In conclusion, we provide a set of GAL4/GFP enhancer-trap lines in the Col-0 background of Arabidopsis for the specific labeling of cells and tissues during leaf development (Fig. 4I), and we show that these lines can be used to address key questions in plant developmental biology.
Materials & Methods
Plants
Origin and nature of GAL4 enhancer-trap lines are in Table S1. gn-13 (SALK_045424; ABRC) (Alonso et al., 2003) (Verna et al., 2019) contains a T-DNA insertion after nucleotide +2835 of GN and was genotyped with the “SALK_045424 gn LP” (5’-TGATCCAAATCACTGGGTTTC-3’) and “SALK_045424 gn RP” (5’-AGCTGAAGATAGGGAATTCGC-3’) oligonucleotides (GN) and with the “SALK_045424 gn RP” and “LBb1.3” (5’-ATTTTGCCGATTTCGGAAC-3’) oligonucleotides (gn). To generate the UAS::MPΔIII/IV:GR construct, the UAS promoter was amplified with the “UAS Promoter SalI Forward” (5’-ATAGTCGACCCAAGCGCGCAATTAACCCTCAC-3’) and the “UAS Promoter XhoI Reverse” (5’-AGCCTCGAGCCTCTCCAAATGAAATGAACTTCC-3’) oligonucleotides; MPΔIII/IV was amplified with the “MP Delta XhoI Forward” (5’-AAACTCGAGATGATGGCTTCATTGTCTTGTGTT-3’) and the “MP EcoRI Reverse” (5’-ATTGAATTCGGTTCGGACGCGGGGTGTCGCAATT-3’) oligonucleotides; and a fragment of the rat glucocorticoid (GR) receptor gene was amplified with the “SpeI GR Forward” (5-‘GGGACTAGTGGAGAAGCTCGAAAAACAAAG-3’) and the “GR ApaI Reverse” (5’-GCGGGGCCCTCATTTTTGATGAAACAG-3’) oligonucleotides. Seeds were sterilized and sown as in (Sawchuk et al., 2008). Stratified seeds were germinated and seedlings were grown at 22°C under continuous fluorescent light (~80 μmol m−2 s−1). Plants were grown at 24°C under fluorescent light (~85 μmol m−2 s−1) in a 16–h–light/8–h–dark cycle. Plants were transformed and representative lines were selected as in (Sawchuk et al., 2008).
Chemicals
Dexamethasone (Sigma-Aldrich, catalogue no.

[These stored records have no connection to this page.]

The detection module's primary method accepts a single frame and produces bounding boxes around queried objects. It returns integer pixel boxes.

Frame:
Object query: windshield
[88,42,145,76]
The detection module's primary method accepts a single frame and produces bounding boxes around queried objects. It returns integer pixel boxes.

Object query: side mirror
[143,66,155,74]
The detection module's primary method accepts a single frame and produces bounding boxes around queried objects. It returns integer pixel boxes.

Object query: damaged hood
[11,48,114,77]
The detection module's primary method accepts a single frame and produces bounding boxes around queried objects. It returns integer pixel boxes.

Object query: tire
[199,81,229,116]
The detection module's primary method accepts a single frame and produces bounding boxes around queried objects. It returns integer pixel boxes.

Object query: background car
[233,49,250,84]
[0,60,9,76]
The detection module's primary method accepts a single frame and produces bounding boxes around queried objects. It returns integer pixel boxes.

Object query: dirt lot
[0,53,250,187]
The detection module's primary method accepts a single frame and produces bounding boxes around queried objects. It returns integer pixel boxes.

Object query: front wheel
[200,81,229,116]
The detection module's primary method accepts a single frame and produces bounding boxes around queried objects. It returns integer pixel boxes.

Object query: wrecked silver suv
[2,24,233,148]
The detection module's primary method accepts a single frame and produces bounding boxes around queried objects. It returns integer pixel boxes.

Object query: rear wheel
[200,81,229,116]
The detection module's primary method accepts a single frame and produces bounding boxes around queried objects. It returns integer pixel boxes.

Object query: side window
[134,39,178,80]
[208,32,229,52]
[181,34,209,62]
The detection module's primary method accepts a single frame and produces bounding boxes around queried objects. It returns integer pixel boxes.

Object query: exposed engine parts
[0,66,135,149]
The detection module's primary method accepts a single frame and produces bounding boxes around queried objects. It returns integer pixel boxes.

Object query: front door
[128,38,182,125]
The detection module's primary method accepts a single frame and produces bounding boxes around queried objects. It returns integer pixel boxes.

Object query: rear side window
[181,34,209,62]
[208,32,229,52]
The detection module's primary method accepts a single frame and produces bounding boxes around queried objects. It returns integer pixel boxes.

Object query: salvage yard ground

D4902) was dissolved in dimethyl sulfoxide and was added to growth medium just before sowing.
Imaging
Developing leaves were mounted and imaged as in (Sawchuk, Edgar, & Scarpella, 2013), except that emission was collected from ~1.5–5-μm-thick optical slices. Fluorophores were excited with the 488-nm line of a 30-mW Ar laser; GFP emission was collected with a BP 505–530 filter, and autofluorescence was collected between 550 and 754 nm. Mature leaves were fixed in 3 : 1 or 6 : 1 ethanol : acetic acid, rehydrated in 70% ethanol and in water, cleared briefly (few seconds to few minutes) — when necessary — in 0.4 M sodium hydroxide, washed in water, mounted in 80% glycerol or in 1 : 2 : 8 or 1 : 3 : 8 water : glycerol : chloral hydrate, and imaged as in (Odat et al., 2014). In the Fiji distribution (Schindelin et al., 2012) of ImageJ (Schindelin, Rueden, Hiner, & Eliceiri, 2015; Rueden et al., 2017; Schneider, Rasband, & Eliceiri, 2012), grayscaled RGB color images were turned into 8-bit images; when necessary, 8-bit images were combined into stacks, and maximum-intensity projection was applied to stacks; look-up-tables were applied to images or stacks, and brightness and contrast were adjusted by linear stretching of the histogram.
Acknowledgements
We thank the Arabidopsis Biological Resource Center for seeds. This work was supported by Discovery Grants of the Natural Sciences and Engineering Research Council of Canada (NSERC) to E.S. A.K. was supported by an NSERC CGS-M Scholarship.